The data controller responsible for your personal data is VaultKey, Prosta 36, 00-838 Warszawa, Poland. For privacy-related questions, contact us at compliance@vault-key.pro.

3. Personal Data We Collect

We collect personal data in the following categories:

• Identity data: first name, last name.
• Contact data: delivery address, email address, telephone number.
• Transaction data: details about order requests and order history.
• Technical data: IP address, browser type, operating system, and access logs for security purposes.
• Support data: information provided when you contact us for assistance.
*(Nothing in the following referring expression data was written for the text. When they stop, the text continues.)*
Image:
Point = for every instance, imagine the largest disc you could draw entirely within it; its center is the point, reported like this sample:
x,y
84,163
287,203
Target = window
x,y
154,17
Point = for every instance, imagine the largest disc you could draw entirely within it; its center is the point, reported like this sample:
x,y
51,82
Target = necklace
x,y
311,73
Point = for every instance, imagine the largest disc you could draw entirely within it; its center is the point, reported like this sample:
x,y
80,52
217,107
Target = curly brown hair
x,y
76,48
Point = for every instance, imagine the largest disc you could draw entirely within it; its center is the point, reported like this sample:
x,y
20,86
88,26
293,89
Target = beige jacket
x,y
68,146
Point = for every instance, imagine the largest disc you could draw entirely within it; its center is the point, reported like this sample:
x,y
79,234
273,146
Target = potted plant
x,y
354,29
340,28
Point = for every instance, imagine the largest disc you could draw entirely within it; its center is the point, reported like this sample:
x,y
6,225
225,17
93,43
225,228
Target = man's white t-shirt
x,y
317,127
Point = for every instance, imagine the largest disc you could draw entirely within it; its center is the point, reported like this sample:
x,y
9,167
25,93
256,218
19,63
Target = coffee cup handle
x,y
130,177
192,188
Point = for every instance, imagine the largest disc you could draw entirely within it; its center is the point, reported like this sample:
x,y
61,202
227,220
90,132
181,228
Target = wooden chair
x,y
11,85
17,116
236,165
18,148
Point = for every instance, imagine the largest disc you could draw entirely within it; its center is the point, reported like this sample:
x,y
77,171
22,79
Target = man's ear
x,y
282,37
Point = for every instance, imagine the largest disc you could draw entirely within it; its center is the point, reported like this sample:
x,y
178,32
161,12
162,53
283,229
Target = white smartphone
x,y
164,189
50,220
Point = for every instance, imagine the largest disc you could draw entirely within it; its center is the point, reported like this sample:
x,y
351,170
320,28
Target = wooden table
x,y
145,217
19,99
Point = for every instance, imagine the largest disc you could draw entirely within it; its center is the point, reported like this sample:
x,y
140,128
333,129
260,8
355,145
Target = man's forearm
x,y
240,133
We do not collect special categories of personal data (e.g., health, biometric, or financial data beyond what is necessary for order fulfilment). We do not knowingly collect data from individuals under 16 years of age. We do not collect or store any cryptocurrency wallet keys, seed phrases, or private keys — these remain solely with you.

4. Legal Basis for Processing

We process your personal data on the following legal bases under Art. 6 GDPR:

• Performance of a contract (Art. 6(1)(b) GDPR): processing necessary to handle your order request, arrange delivery, and provide customer support.
• Legal obligation (Art. 6(1)(c) GDPR): processing required under Polish tax and consumer-protection law.
• Legitimate interests (Art. 6(1)(f) GDPR): fraud prevention and website security.
• Consent (Art. 6(1)(a) GDPR): where you have given clear consent, e.g., for marketing communications. You may withdraw consent at any time.

5. How We Use Your Data

We use your personal data to: process and fulfil order requests; communicate about your order; provide customer support; comply with legal obligations; and ensure website and transaction security.

6. Cookies

We use strictly necessary cookies to operate our website (session management). We do not use advertising, social media tracking, or third-party analytics cookies without your consent.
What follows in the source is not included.